Спустя полчаса, когда температура окружающего воздуха опустилась до двадцати восьми градусов (2 °C), к нам присоединились еще два старинных самолета — монопланы с закрытыми кабинами. Я знал, что в обеих моделях установлены обогреватели. Помахав друзьям, я пристроился к ним на высоте пяти тысяч футов и скорости в девяносто миль в час. Я был им рад: если двигатель заглохнет, мы будем не одни.

Мы шли в нескольких ярдах от них, и мне было видно, что жены пилотов в кабинах были одеты в юбки и легкие блузки. Меня же под кожаной курткой с шарфом била крупная дрожь, и я задавал себе вопрос: интересно, раскаивается Бетт в своем решении или еще нет?

Несмотря на то, что расстояние между нашими кабинами составляло всего три фута, из-за яростного ветра и рева двигателя мы не могли расслышать друг друга, даже вопя что есть мочи. Ни радио, ни проводной бортовой связи у нас не было. Когда нужно было перекинуться словом-другим, приходилось прибегать к языку жестов или передавать друг другу вырываемый ветром из рук клочок бумажки с нацарапанными на нем пляшущими буквами.

И тут, в то самое время, когда я, дрожа, размышлял о том, готова ли моя зачехленная в кучу одежек жена признать, что сделала глупость, она потянулась за карандашом.

— Ну вот, — подумал я, пытаясь угадать, что она напишет, — «С меня довольно!», или «Холодина невыносимая!»
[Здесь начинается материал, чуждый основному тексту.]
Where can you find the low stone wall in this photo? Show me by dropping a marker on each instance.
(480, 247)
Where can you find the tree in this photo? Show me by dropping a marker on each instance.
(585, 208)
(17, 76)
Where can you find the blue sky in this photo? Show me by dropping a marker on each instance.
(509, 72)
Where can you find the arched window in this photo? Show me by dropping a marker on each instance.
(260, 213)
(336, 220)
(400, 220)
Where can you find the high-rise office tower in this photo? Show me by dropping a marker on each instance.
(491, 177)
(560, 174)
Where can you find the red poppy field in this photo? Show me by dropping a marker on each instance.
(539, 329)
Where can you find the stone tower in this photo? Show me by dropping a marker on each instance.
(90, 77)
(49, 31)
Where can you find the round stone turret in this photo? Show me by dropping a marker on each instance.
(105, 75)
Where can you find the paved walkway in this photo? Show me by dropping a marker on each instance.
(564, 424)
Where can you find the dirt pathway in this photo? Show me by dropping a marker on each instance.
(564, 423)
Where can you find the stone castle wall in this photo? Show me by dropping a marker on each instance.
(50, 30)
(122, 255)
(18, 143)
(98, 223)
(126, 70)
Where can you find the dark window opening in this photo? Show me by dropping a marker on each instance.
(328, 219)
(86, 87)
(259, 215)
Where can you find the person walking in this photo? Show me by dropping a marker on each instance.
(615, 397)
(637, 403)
Вырывавшийся из рта пар дыхания мгновенно уносил ветер. А может быть, просто:

— Извини меня!

Все зависит от того, насколько ее одолел ветер и как глубоко успел проникнуть мороз. Ветровое стекло перед нею было покрыто мельчайшими брызгами грязного масла. Когда она обернулась, чтобы вручить мне записку, я увидел такие же брызги на ее ветрозащитных очках. Тонкими пальцами в кожаной перчатке она протянула мне из огромного мехового рукава записку. Зажав ручку между колен, я взял измятый клочок бумаги. Мы отлетели от дома всего на сто пятьдесят миль — еще не поздно было вернуться и оставить ее там. На бумажке было написано одно-единственное слово:

— Здорово!

И маленькая улыбающаяся физиономия рядом.

Бетт смотрела, как я читаю. Когда я поднял глаза, она улыбнулась.

Ну и что прикажете делать с такой женой? Я улыбнулся в ответ, откозыряв ей приложенной к шлему рукой в летной перчатке.

Через три часа, после короткой остановки для заправки, мы оказались над самым сердцем Аризонской пустыни. Был почти полдень и даже на высоте пяти тысяч футов стояла жара. Шуба Бетт громоздилась на сиденьи рядом с нею горой, мех на вершине которой трепетал в струе ветра. В миле под нами расстилалась ярчайшая иллюстрация значения слова «пустыня». Голые изъеденные ветром и перепадами температуры камни, мили и мили песков — абсолютно и безнадежно пустых. Если бы двигатель решил вдруг заглохнуть, с посадкой на песок не возникло бы никаких проблем. И самолет остался бы ни капельки не поврежденным. Однако жара внизу была испепеляющая, горячий воздух дрожал и переливался, и я с благоговением вспомнил о канистре воды, упакованной нами в комплект для выживания.